In some cases (QQ.H.7), the penalties for copyright infringement can even include jail time. Traditionally, this has because the infringer is operating a business of commercial piracy. But under the TPP, any act of willful copyright infringement on a commercial scale renders the infringer liable to criminal penalties, even if they were not carried out for financial gain, provided that they have a substantial prejudicial impact on the rightsholder. The copying of films that are still playing in movie theaters is also subject to separate criminal penalties, regardless of the scale of the infringement.
Trade Secrets
The severity of the earlier language on trade secrets protection has not been abated in the final text. It continues to criminalize those who gain “unauthorized, willful access to a trade secret held in a computer system,” without any mandatory exception for cases where the information is accessed or disclosed in the public interest, such as by investigative journalists or whistleblowers.
There is no evident explanation for the differential treatment given to trade secrets accessed or misappropriated by means of a computer system, as opposed to by other means; but it is no surprise to find the U.S. pushing such a technophobic provision, which mirrors equivalent provisions of U.S. law that have been used to persecute hackers for offenses that would otherwise have been considered much more minor.

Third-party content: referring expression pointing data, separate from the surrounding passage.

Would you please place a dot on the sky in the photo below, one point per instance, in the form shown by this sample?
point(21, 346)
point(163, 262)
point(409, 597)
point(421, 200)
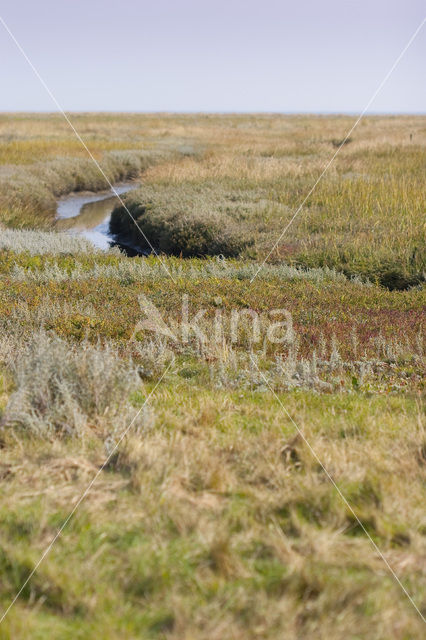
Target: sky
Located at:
point(326, 56)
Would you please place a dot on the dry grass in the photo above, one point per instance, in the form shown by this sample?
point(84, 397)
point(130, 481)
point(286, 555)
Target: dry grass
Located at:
point(213, 520)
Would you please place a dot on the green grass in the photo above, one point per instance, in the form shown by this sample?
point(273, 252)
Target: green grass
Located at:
point(213, 519)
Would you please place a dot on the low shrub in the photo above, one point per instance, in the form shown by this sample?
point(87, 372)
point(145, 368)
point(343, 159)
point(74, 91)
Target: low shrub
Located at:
point(186, 221)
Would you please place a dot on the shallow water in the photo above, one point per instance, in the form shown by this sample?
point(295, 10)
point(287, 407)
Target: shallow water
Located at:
point(88, 214)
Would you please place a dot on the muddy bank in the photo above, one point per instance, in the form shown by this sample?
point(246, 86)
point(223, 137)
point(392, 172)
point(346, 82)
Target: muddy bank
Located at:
point(88, 214)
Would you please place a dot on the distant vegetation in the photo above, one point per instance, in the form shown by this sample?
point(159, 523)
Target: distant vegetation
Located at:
point(212, 519)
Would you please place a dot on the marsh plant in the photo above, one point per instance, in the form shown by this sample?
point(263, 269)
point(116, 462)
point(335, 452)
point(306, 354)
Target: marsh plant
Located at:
point(66, 389)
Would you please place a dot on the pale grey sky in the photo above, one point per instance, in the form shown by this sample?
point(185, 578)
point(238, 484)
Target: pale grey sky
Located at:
point(221, 55)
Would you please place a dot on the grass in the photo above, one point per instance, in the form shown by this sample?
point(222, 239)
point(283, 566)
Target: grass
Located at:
point(213, 519)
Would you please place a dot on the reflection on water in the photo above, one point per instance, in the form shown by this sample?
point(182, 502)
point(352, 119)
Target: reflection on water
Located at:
point(89, 214)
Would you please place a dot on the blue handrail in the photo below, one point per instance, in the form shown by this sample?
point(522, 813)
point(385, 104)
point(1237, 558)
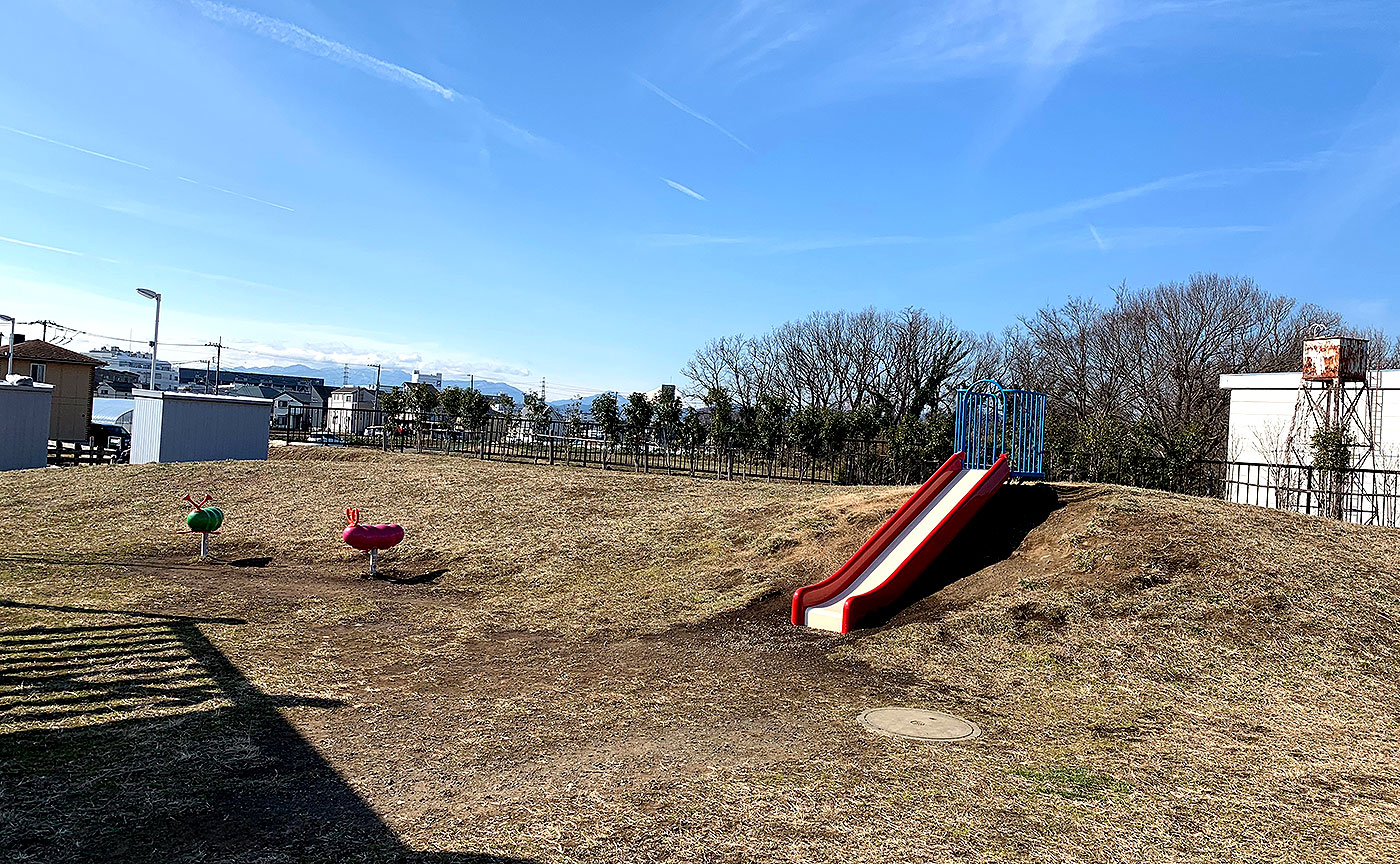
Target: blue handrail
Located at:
point(991, 419)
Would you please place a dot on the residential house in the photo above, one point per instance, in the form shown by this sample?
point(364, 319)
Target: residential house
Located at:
point(70, 374)
point(115, 384)
point(433, 380)
point(352, 409)
point(114, 357)
point(199, 375)
point(289, 409)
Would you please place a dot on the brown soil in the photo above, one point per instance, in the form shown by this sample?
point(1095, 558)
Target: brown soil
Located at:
point(1157, 678)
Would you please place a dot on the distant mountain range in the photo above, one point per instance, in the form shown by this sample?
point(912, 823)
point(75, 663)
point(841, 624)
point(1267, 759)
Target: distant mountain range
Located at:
point(333, 375)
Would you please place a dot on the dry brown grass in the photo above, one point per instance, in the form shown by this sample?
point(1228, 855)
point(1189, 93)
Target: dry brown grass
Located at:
point(605, 672)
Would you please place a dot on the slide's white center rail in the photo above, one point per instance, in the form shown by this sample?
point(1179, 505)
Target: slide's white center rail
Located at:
point(828, 615)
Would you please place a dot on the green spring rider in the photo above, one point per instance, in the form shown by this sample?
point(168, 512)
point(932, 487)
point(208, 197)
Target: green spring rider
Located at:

Top-Down Control of the Internet
ICANN, the global domain name authority, provoked a furore earlier this year over proposals that could limit the ability for owners of domain names to shield their personal information from copyright and trademark trolls, identity thieves, scammers and harassers.
The TPP has just ridden roughshod over that entire debate (at least for country-code top-level domains such as .us, .au and .jp), by cementing in place rules (QQ.C.12) that countries must provide “online public access to a reliable and accurate database of contact information concerning domain-name registrants.”
The same provision also requires countries to adopt an equivalent to ICANN's flawed Uniform Domain-Name Dispute Resolution Policy (UDRP), despite the fact that this controversial policy is overdue for a formal review by ICANN, which might result in the significant revision of this policy. Where would this leave the TPP countries, that are locked in to upholding a UDRP-like policy for their own domains for the indefinite future?
The TPP's prescription of rules for domain names completely disregards the fact that most country code domain registries have their own, open, community-driven processes for determining rules for managing domain name disputes. More than that, this top-down rulemaking on domain names is in direct contravention of the U.S. administration's own firmly-stated commitment to uphold the multi-stakeholder model of Internet governance. Obviously, Internet users cannot trust the administration that it means what it says when it gives lip-service to multi-stakeholder governance—and that has ramifications that go even even deeper than this terrible TPP deal.